Range of data - both qualitative and quantitative data can be obtained. A benefit of collecting qualitative data is that open questions provides rich detail about the topic. Whereas a benefit of collecting quantitative data is that data from closed questions is easy to analyse using statistics, meaning that the psychologist is able to compare answers from different groups.
weaknesses of questionnaires
Untruthful answers - there is no guarantee that respondents will answer truthfully. This is due to Social desirability bias, participants may lie as they want their answers to be seen in the best light. This would result in low internal validity.
Researcher effects - if a researcher administers the questionnaire personally then participants may be influenced by such things as the researcher's gender, age or ethnicity. Even unintentional smiles or frowns may have an effect. This would result in low internal validity.
Difficultly with controls - it is hard to ensure that data is collected under controlled conditions when the questionnaire is not completed face to face.
Different interpretations of questions - different participants may interpret the questions differently e.g. sometimes' may mean different things to different people. In an interview the participant would be more likely to ask for clarification if they didn't understand a question or were unsure how to respond.

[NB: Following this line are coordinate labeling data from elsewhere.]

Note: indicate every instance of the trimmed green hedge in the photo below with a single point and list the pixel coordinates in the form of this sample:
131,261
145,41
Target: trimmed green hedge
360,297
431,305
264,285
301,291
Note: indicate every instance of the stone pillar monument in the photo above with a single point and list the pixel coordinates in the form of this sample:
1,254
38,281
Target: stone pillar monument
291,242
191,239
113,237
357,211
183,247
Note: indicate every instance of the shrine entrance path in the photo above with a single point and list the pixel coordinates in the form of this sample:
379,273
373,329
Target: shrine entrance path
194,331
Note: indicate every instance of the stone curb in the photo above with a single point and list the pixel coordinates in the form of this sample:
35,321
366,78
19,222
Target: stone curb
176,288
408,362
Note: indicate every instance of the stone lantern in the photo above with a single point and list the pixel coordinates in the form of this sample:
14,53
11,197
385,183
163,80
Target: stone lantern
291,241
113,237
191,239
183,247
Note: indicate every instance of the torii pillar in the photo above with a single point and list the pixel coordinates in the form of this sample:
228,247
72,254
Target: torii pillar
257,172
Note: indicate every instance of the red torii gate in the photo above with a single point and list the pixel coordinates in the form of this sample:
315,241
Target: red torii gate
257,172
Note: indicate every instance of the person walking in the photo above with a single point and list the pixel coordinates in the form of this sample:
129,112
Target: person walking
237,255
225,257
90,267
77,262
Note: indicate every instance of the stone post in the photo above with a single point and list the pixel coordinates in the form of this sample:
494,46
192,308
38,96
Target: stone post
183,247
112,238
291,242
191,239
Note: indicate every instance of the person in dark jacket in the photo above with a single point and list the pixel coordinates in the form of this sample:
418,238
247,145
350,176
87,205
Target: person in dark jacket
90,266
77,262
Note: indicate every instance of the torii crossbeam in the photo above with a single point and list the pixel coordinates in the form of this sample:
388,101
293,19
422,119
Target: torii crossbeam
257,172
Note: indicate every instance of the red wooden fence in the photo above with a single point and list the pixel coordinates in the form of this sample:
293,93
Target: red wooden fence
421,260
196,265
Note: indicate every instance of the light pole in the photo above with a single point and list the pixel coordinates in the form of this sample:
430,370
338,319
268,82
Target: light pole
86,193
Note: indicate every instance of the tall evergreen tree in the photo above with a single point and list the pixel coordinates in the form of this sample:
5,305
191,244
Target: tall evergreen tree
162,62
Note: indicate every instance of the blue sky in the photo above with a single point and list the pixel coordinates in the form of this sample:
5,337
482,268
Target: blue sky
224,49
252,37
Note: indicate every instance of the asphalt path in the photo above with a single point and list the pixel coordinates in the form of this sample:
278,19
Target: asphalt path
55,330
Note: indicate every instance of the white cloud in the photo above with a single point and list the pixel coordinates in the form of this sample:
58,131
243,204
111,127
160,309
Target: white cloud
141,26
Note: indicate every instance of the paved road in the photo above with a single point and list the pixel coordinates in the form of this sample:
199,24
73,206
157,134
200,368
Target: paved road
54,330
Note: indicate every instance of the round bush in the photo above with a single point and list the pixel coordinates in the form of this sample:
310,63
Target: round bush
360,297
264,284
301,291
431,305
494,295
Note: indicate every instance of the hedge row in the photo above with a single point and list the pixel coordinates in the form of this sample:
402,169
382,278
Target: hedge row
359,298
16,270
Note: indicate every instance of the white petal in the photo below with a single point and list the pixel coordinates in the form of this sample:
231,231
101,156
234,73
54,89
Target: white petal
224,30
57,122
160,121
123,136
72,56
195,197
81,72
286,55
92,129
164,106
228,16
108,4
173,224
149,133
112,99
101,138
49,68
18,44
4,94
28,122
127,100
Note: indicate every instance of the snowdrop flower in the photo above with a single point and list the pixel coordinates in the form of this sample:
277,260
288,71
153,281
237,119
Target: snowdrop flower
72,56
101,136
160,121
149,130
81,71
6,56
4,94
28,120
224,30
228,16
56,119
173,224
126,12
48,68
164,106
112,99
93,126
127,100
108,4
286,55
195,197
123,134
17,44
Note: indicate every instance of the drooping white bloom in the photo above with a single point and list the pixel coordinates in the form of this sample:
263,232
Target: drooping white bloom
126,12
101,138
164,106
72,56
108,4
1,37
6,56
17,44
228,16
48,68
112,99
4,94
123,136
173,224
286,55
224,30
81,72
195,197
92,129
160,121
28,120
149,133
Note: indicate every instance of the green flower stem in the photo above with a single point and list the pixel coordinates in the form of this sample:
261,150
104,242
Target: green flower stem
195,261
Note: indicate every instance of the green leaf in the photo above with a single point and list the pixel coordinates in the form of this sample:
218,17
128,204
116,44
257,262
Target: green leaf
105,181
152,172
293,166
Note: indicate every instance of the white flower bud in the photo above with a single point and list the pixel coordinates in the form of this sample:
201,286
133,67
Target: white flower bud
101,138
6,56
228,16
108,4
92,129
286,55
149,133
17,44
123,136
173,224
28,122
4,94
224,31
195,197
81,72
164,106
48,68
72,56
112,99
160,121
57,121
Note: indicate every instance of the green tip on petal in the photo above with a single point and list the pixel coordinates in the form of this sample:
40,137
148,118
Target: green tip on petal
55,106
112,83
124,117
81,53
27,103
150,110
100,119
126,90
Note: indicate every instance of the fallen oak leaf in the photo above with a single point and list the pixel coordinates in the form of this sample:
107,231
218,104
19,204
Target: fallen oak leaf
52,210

questions to avoid in a questionnaire
leading questions
ambiguity
emotive questions
jargon/technical terms
double-barrelled questions
negatives
impossible questions
questions to include in a questionnaire
filler questions
east questions
lie detection questione
tendency to answer yes
structured interviews
A pre-determined set of questions are asked in a fixed order. This is called an 'interview schedule' and it should be standardised so that each interviewer uses it the same way. Structured interviews are like a questionnaire except they are conducted face to face (or over the phone).
unstructured interviews
These interviews are far less rigid - just the topic for the interview is decided in advance. There are no set questions and it is more like a conversation. The interviewee is encouraged to expand on answers and is prompted by the interviewer.
designing interviews
Begin the interview with easy/neutral questions to make the participant feel relaxed and comfortable, this should establish good rapport. Avoid the same types of questions as with designing questionnaires e.g. leading questions
Recording the interview:
Note taking may be done to record participant's responses. But this is likely to interfere with interviewer's listening skills and it may make the respondent feel anxious about what is being written. Ps may also feel undervalued if they say something and the interviewer doesn't write it down. Because of this it is better to use audio or video recording, then use the recordings to write a transcript of the interview.
strengths of structured interviews
The subject is unlikely to deviate from the desired topic as the questions are pre-set.

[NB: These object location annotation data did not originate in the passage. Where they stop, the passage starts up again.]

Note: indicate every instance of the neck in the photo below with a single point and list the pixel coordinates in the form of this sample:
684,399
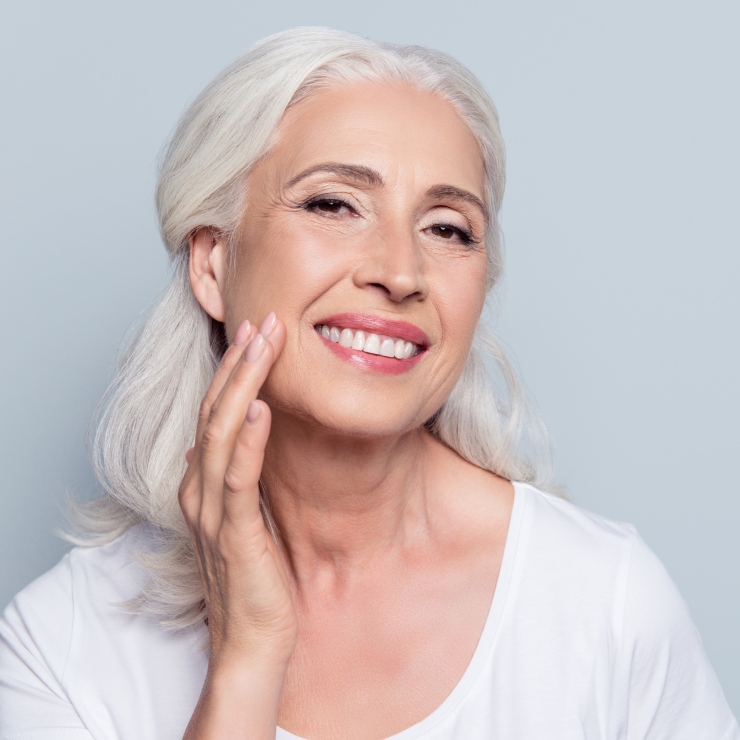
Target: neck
339,501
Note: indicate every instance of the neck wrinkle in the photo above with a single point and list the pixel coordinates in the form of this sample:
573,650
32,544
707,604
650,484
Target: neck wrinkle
339,503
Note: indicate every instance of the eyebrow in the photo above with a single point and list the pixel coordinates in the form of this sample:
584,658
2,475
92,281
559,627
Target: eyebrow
351,171
373,178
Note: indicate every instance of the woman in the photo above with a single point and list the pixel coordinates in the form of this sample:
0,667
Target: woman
344,536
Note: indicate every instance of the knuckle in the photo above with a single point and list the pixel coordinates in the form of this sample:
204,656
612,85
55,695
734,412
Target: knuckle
233,481
212,437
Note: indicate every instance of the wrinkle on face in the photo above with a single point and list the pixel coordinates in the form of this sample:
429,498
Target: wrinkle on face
403,160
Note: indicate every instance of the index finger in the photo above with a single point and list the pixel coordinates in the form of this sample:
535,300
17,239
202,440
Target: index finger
233,353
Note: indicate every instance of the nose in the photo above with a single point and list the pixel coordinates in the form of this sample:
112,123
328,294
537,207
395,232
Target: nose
393,264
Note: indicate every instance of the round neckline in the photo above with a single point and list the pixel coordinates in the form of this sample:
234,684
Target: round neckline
487,637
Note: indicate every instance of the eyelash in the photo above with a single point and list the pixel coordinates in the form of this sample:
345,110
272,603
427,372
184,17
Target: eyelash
465,236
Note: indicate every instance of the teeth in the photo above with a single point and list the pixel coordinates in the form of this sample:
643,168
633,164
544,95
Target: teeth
345,338
371,343
359,341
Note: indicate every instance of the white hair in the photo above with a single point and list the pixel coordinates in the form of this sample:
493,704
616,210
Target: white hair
146,419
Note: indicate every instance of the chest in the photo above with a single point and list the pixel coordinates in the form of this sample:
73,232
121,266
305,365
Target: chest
377,663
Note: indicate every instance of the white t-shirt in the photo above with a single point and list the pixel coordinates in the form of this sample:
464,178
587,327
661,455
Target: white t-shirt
587,637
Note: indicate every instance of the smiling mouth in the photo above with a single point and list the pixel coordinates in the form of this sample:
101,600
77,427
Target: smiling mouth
369,343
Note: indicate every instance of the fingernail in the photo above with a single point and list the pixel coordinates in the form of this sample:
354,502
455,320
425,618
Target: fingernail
254,348
253,412
242,332
268,324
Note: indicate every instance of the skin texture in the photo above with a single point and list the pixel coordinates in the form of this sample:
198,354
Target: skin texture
366,614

It requires less training of the interviewer as they will be reading from a list of pre-set questions
As questions are the same it is easy to replicate.
weaknesses if structured interviews
But the interviewer must follow the pre-determined structure so cannot follow new lines of enquiry which emerge from the Ps responses.
weaknesses of unstructured interviews
The subject is like to deviate from the desired topic as the questions aren’t pre-set.
It requires more training of the interviewer as they won’t be reading from a list of pre-set questions
As questions aren’t the same it isn’t easy to replicate.
strengths of unstructured interviews
But the interviewer don’t have to follow the pre-determined structure so can follow new lines of enquiry which emerge from the Ps responses.